O tempo para a gelificação não é algo pontual, discute Mirna, e não existe uma resposta na literatura sobre o momento exato da sua ocorrência. O problema depende do tipo de contaminante, sobretudo os psicrotróficos. Os mais observados são as Pseudomonas spp., particularmente P. fluorescen de diferentes cepas. As enzimas produzidas por esses micro-organismos provocam a desestabilização da proteína, o que resulta no seu rearranjo e consequente gelificação. “É uma microbiota complexa. Se fosse apenas um micro-organismo isolado, seria fácil de controlar”, relativiza Mirna.
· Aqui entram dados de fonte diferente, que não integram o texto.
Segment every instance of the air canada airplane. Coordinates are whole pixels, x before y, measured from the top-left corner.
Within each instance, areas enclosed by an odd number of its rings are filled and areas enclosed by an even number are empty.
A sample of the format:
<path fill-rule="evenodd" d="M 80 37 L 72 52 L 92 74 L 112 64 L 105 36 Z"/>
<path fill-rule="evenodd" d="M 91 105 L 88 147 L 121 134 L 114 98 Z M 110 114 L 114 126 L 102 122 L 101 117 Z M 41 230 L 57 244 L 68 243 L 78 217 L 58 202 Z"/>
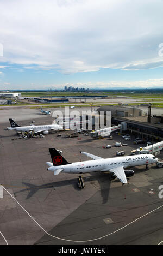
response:
<path fill-rule="evenodd" d="M 126 177 L 131 177 L 134 174 L 134 171 L 125 170 L 124 168 L 153 164 L 158 161 L 158 158 L 149 154 L 145 154 L 140 156 L 129 156 L 104 159 L 80 151 L 80 153 L 92 158 L 93 160 L 70 163 L 59 154 L 55 148 L 49 148 L 49 150 L 52 163 L 49 162 L 46 163 L 49 166 L 47 170 L 53 171 L 54 175 L 61 172 L 83 174 L 93 171 L 110 171 L 112 174 L 112 178 L 117 177 L 123 184 L 127 183 Z"/>
<path fill-rule="evenodd" d="M 63 130 L 63 127 L 59 124 L 20 126 L 12 119 L 9 119 L 9 121 L 11 124 L 10 130 L 15 130 L 17 132 L 33 132 L 35 134 L 42 133 L 48 134 L 50 131 Z"/>
<path fill-rule="evenodd" d="M 41 108 L 41 113 L 42 114 L 44 114 L 44 115 L 51 115 L 51 110 L 49 111 L 48 111 L 48 110 L 43 110 L 43 109 L 42 109 L 42 108 Z"/>

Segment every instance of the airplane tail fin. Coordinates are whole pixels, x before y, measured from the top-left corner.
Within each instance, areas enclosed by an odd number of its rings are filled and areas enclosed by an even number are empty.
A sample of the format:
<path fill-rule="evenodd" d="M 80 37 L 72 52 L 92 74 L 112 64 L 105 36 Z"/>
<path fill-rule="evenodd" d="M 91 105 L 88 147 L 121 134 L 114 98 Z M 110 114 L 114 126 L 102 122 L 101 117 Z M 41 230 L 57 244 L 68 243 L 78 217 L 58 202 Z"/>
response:
<path fill-rule="evenodd" d="M 12 128 L 20 127 L 20 126 L 18 126 L 12 119 L 9 118 L 9 121 Z"/>
<path fill-rule="evenodd" d="M 68 163 L 55 148 L 49 148 L 54 166 L 68 164 Z"/>

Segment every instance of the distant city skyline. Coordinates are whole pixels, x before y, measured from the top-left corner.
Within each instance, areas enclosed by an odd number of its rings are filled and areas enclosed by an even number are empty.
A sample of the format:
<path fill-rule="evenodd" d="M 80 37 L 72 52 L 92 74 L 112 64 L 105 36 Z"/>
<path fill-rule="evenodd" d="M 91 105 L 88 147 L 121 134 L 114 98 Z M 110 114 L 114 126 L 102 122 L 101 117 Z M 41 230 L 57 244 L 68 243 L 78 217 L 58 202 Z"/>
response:
<path fill-rule="evenodd" d="M 0 2 L 0 90 L 163 87 L 163 2 Z"/>

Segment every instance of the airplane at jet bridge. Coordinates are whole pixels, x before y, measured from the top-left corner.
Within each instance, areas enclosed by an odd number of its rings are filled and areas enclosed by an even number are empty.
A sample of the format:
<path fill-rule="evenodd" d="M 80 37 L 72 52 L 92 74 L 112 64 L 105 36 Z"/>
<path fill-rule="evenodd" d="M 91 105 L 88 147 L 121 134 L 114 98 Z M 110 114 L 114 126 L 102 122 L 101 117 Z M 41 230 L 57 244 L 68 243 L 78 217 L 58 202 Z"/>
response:
<path fill-rule="evenodd" d="M 112 178 L 117 177 L 123 184 L 127 183 L 127 177 L 131 177 L 134 174 L 133 170 L 124 170 L 124 168 L 153 164 L 158 161 L 154 156 L 149 154 L 140 157 L 129 156 L 105 159 L 89 153 L 80 152 L 93 160 L 70 163 L 55 148 L 49 148 L 49 150 L 52 163 L 46 163 L 49 166 L 47 170 L 53 171 L 54 175 L 60 172 L 83 174 L 109 171 L 112 174 Z"/>
<path fill-rule="evenodd" d="M 20 126 L 14 120 L 12 120 L 12 119 L 10 118 L 9 121 L 11 124 L 10 130 L 16 130 L 16 132 L 33 132 L 35 134 L 42 133 L 44 134 L 48 134 L 50 131 L 63 130 L 63 127 L 59 124 Z"/>
<path fill-rule="evenodd" d="M 121 128 L 121 124 L 116 126 L 107 127 L 100 130 L 91 132 L 90 135 L 92 138 L 97 138 L 101 136 L 109 136 L 111 132 L 115 132 Z"/>

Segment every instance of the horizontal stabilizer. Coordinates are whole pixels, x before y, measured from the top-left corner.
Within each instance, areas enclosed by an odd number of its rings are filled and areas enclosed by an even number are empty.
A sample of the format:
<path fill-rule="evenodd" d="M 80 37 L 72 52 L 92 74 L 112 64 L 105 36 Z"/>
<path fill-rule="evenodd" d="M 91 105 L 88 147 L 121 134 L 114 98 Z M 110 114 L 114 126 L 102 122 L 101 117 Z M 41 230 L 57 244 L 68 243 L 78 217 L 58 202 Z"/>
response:
<path fill-rule="evenodd" d="M 63 169 L 58 169 L 56 171 L 54 171 L 54 175 L 57 175 L 58 174 L 60 174 L 62 171 L 63 171 Z"/>
<path fill-rule="evenodd" d="M 53 166 L 53 164 L 52 164 L 52 163 L 51 163 L 50 162 L 47 162 L 46 164 L 47 164 L 49 167 Z"/>
<path fill-rule="evenodd" d="M 91 158 L 92 158 L 93 160 L 103 159 L 102 157 L 98 157 L 97 156 L 95 156 L 95 154 L 90 154 L 89 153 L 87 153 L 86 152 L 80 151 L 80 153 L 82 153 L 82 154 L 85 154 L 88 157 L 90 157 Z"/>

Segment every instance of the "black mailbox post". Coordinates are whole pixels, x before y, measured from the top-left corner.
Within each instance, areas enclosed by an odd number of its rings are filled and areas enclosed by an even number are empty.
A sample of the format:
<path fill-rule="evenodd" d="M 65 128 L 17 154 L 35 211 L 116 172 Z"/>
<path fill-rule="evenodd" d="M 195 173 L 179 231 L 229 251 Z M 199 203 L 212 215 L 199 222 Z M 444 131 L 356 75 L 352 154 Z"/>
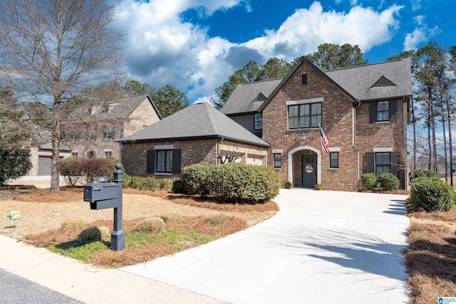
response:
<path fill-rule="evenodd" d="M 111 248 L 119 251 L 125 248 L 125 234 L 122 230 L 122 165 L 115 164 L 113 182 L 88 184 L 84 186 L 84 201 L 90 203 L 90 209 L 114 208 L 114 230 L 111 232 Z"/>

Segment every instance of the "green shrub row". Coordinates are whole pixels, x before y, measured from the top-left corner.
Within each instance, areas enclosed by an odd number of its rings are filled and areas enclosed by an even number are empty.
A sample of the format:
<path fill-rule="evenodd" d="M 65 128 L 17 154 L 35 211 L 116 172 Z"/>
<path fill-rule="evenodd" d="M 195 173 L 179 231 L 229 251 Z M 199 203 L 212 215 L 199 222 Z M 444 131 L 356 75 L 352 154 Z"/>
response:
<path fill-rule="evenodd" d="M 60 174 L 70 186 L 93 182 L 96 177 L 112 179 L 114 171 L 115 162 L 105 158 L 70 157 L 60 161 Z"/>
<path fill-rule="evenodd" d="M 280 186 L 280 177 L 270 168 L 239 163 L 219 166 L 201 163 L 184 168 L 182 182 L 175 181 L 172 190 L 210 195 L 219 202 L 254 204 L 275 197 Z"/>
<path fill-rule="evenodd" d="M 420 210 L 448 211 L 455 205 L 455 199 L 451 185 L 437 177 L 419 177 L 412 182 L 410 203 Z"/>
<path fill-rule="evenodd" d="M 399 189 L 399 179 L 391 173 L 382 173 L 380 178 L 377 178 L 375 173 L 365 173 L 361 174 L 361 185 L 364 189 L 373 190 L 380 187 L 386 191 L 394 191 Z"/>

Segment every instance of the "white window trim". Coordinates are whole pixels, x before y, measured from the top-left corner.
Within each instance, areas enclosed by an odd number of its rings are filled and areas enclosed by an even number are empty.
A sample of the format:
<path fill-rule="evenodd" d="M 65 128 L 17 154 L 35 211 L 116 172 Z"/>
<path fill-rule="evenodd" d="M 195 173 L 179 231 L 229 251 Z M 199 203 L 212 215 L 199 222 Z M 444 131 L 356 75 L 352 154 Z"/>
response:
<path fill-rule="evenodd" d="M 390 147 L 385 147 L 385 148 L 373 148 L 373 152 L 375 153 L 379 152 L 393 152 L 393 148 Z"/>
<path fill-rule="evenodd" d="M 174 145 L 160 145 L 154 146 L 155 150 L 171 150 L 174 149 Z"/>
<path fill-rule="evenodd" d="M 286 105 L 304 105 L 306 103 L 323 103 L 323 98 L 318 97 L 316 98 L 301 99 L 299 100 L 290 100 L 285 103 Z"/>

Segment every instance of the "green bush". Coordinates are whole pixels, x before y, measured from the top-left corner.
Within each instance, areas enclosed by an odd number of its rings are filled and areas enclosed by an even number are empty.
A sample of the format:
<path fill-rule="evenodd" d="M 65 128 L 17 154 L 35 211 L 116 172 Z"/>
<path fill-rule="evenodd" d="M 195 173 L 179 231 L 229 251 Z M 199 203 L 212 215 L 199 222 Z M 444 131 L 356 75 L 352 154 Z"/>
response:
<path fill-rule="evenodd" d="M 163 179 L 160 181 L 160 189 L 171 189 L 172 187 L 172 179 Z"/>
<path fill-rule="evenodd" d="M 274 169 L 232 162 L 215 167 L 207 182 L 218 201 L 249 204 L 275 197 L 281 187 L 280 177 Z"/>
<path fill-rule="evenodd" d="M 82 181 L 83 171 L 76 157 L 67 157 L 60 161 L 60 174 L 69 186 L 76 186 Z"/>
<path fill-rule="evenodd" d="M 206 179 L 210 175 L 214 166 L 207 162 L 191 164 L 182 169 L 182 181 L 185 193 L 190 195 L 209 195 Z"/>
<path fill-rule="evenodd" d="M 432 170 L 413 170 L 412 180 L 420 177 L 438 177 L 437 173 Z"/>
<path fill-rule="evenodd" d="M 93 182 L 96 177 L 108 177 L 112 179 L 115 171 L 115 162 L 105 158 L 78 158 L 78 164 L 86 184 Z"/>
<path fill-rule="evenodd" d="M 172 181 L 172 187 L 171 187 L 171 190 L 174 193 L 184 193 L 184 185 L 182 184 L 182 181 L 180 179 L 175 179 Z"/>
<path fill-rule="evenodd" d="M 157 179 L 155 179 L 155 177 L 143 177 L 142 183 L 141 184 L 141 186 L 139 187 L 139 189 L 141 190 L 153 191 L 155 189 L 155 188 L 157 188 Z"/>
<path fill-rule="evenodd" d="M 31 163 L 29 151 L 0 149 L 0 184 L 17 179 L 27 174 Z"/>
<path fill-rule="evenodd" d="M 135 189 L 142 188 L 144 178 L 140 177 L 131 177 L 130 187 Z"/>
<path fill-rule="evenodd" d="M 361 184 L 368 190 L 377 188 L 377 175 L 375 173 L 364 173 L 361 174 Z"/>
<path fill-rule="evenodd" d="M 394 191 L 399 189 L 399 179 L 391 173 L 380 174 L 380 187 L 386 191 Z"/>
<path fill-rule="evenodd" d="M 132 179 L 132 177 L 130 177 L 126 173 L 124 173 L 123 187 L 127 188 L 128 187 L 131 187 L 131 179 Z"/>
<path fill-rule="evenodd" d="M 437 177 L 415 179 L 410 188 L 412 206 L 427 212 L 448 211 L 455 205 L 452 187 Z"/>

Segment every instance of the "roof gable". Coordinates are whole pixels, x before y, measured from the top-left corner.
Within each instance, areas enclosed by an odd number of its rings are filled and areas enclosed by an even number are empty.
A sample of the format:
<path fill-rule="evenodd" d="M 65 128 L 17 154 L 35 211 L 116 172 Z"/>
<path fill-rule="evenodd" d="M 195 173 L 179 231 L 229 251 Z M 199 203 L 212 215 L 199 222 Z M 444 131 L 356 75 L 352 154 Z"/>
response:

Esse tempo, refere a orientadora, está descrito na literatura como provavelmente relacionado à qualidade da matéria-prima: quanto melhor for ela, maior será a sua vida de prateleira posterior. Como o produto é comercialmente estéril, não tendo micro-organismos ou esporos no leite UHT, posto que ele sofre a ultra-alta temperatura que os destrói, ele é estável do ponto de vista microbiológico. O que limita a sua vida de prateleira são as alterações físico-químicas, especialmente a gelificação.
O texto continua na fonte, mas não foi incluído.